Drummer Bill Kreutzmann, best known as the steadfast heartbeat of the Grateful Dead from 1965 to 1995, has devoted his life to stretching and surpassing the percussive limits of music. Armed with his signature dynamic rhythm and uncanny subtly, Kreutzmann’s lifetime pursuit has garnered him the reputation as an unequivocal, if enigmatic, backbeat.
Enigmatic because, during his four decade career with the Grateful Dead, and even since then, Kreutzmann has let his sweet rhythm and undeniable musical charisma do the talking. And that’s right where he’s most comfortable. He and fellow Grateful Dead percussionist Mickey Hart (who joined Kreutzmann and the band in 1967, making the Grateful Dead the first rock band to have two drummers), were together known as the “Rhythm Devils” due to their ability to send audiences into paroxysms of polyrhythmic ecstasy.
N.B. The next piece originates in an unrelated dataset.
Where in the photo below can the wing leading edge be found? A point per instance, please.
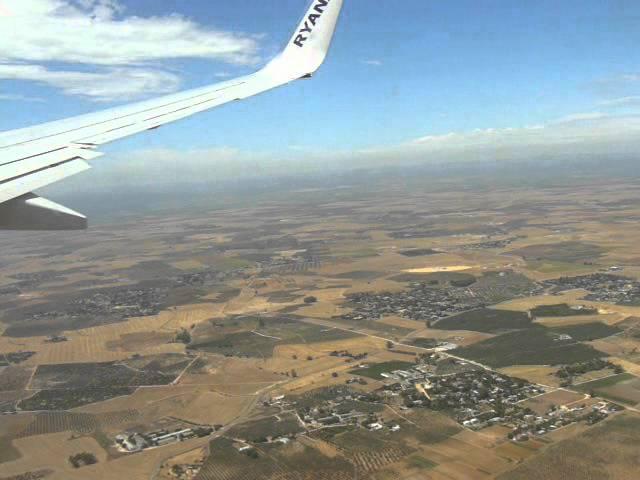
(33, 157)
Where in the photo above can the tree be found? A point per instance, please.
(183, 336)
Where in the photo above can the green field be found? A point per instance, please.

If such a thing as a psychedelic style of drumming exists, Kreutzmann arguably defined in all its extended percussive energy. His preference for a shuffle rhythm, he reckons in retrospect, is rooted in an early passion for the music of Fats Domino and Ray Charles. “I like to turn corners rapidly,” Bill says. “I like to establish a feeling and then add radical or oblique juxtapositions to that feeling.”